Dari keterangan di atas menarik untuk dicatat bahwa salah satu karakteristik madrasah yang cukup penting di Indonesia pada awal pertumbuhannya ialah bahwa didalamnya tidak ada konflik atau upaya mempertentangkan ilmu-ilmu agama dengan ilmu-ilmu umum.

Madrasah di Indonesia secara historis juga memiliki karakter yang sangat populis (merakyat), berbeda dengan madrasah pada masa klasik Islam. Sebagai lembaga pendidikan tinggi madrasah pada masa klasik Islam terlahir sebagai gejala urban atau kota. Madrasah pertama kali didirikan oleh Dinasti Samaniyah (204-395 H/819-1005 M)di Naisapur kota yang kemudian dikenal sebagai daerah kelahiran madrasah. Madrasah dipahami sebagai lembaga pendidikan Islam yang berada di bawah Sistem Pendidikan Nasional dan berada di bawah pembinaan Departemen Agama.

D.   Perkembangan Madrasah Pada Masa Pra Kemerdekaan
Pada era kolonialis Belanda, perkembangan madrasah dimulai dari semangat reformasi yang dilakukan masyarakat Muslim. Ada dua faktor penting yang melatar belakangi kemunculan madrasah. Pertama, adanya pandangan yang mengatakan bahwa sistem pendidikan Islam tradisional dirasakan kurang bisa memenuhi kebutuhan pragmatis masyarakat. Kedua, adanya kekhawatiran atas kecepatan perkembangan persekolahan Belanda yang akan menimbulkan pemikiran sekuler di masyarakat. Untuk menyeimbangkan perkembangan sekulerisme, para reformis kemudian memasukkan pendidikan Islam dalam persekolahan melalui pembangunan madrasah. 
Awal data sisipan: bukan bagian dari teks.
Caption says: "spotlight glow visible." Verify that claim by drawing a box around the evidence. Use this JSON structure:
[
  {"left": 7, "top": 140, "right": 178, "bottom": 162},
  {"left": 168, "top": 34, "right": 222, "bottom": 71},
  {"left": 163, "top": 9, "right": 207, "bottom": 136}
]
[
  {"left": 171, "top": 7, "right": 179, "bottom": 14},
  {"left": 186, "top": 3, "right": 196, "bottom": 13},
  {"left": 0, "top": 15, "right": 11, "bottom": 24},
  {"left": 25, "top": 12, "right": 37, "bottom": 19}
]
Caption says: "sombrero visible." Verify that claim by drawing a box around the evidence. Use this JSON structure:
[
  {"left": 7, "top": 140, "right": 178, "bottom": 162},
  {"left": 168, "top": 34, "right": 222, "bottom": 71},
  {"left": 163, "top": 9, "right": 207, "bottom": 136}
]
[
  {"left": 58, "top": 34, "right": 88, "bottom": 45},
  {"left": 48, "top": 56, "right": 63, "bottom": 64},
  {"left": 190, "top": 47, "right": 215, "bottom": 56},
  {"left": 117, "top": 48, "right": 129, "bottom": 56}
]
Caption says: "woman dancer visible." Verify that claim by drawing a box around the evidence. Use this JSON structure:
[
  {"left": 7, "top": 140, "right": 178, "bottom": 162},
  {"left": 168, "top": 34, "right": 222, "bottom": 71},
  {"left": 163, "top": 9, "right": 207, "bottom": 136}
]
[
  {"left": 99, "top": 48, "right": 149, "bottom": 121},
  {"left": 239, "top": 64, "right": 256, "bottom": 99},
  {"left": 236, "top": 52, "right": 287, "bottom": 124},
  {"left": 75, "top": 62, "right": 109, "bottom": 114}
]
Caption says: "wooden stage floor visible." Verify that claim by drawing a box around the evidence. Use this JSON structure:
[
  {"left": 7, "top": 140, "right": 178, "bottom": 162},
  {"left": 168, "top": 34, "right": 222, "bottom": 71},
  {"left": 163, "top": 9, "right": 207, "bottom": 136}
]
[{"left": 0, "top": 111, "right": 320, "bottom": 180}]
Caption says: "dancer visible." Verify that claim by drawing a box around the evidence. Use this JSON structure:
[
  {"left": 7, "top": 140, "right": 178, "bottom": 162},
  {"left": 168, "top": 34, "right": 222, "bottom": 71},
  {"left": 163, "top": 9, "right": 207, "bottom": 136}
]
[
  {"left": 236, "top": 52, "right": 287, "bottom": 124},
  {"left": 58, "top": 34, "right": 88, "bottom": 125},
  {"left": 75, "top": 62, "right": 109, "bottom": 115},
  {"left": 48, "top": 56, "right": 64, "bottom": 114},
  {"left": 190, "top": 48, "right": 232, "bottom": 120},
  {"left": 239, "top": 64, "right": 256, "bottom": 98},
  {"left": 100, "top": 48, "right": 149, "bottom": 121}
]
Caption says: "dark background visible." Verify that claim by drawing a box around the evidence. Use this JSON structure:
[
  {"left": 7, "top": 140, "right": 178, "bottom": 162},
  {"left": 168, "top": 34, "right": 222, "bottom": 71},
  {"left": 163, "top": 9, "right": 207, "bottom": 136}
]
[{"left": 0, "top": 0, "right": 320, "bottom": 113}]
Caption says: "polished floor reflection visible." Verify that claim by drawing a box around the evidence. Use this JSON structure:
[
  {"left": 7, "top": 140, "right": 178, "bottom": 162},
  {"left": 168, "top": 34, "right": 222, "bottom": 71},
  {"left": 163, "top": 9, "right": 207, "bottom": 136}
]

Pemerintah kolonial, ketika itu sangat khawatir madrasah akan melahirkan generasi yang menjadi penentang kekuasaannya. Tidak heran kalau kebijakan yang dikeluarkan pemerintahan kolonial, merupa-kan bagian dari usahanya untuk mengkooptasi madrasah. Misalnya, guru madrasah wajib mempunyai izin dari penguasa, dan di bidang kurikulum, pelajaran yang diajarkan harus dilaporkan pada penguasa minta persetujuannya. Kebijakan pembatasan yang dilakukan pemerintah kolonial tersebut tentunya mendapat reaksi dari kalangan Muslim. Paling tidak ada tiga reaksi, yaitu bertahan, menolak, dan progresif. Kelompok yang ber-tahan kemudian membuat madrasah secara sembunyi-sembunyi di daerah yang jauh dari jangkauan penguasa. Kelompok progresif bersikap lunak pada pemerintah kolonial dan mengikuti aturan mainnya. Di bawah tekanan dan pengawasan ketat dari pemerintahan kolonial, madrasah ternyata mampu memantapkan eksistensinya di Jawa, Sumatera, dan Kalimantan. Perkembangan itu akan lebih maju lagi terutama di daerah-daerah pelosok yang jauh dari pengawasan penguasa.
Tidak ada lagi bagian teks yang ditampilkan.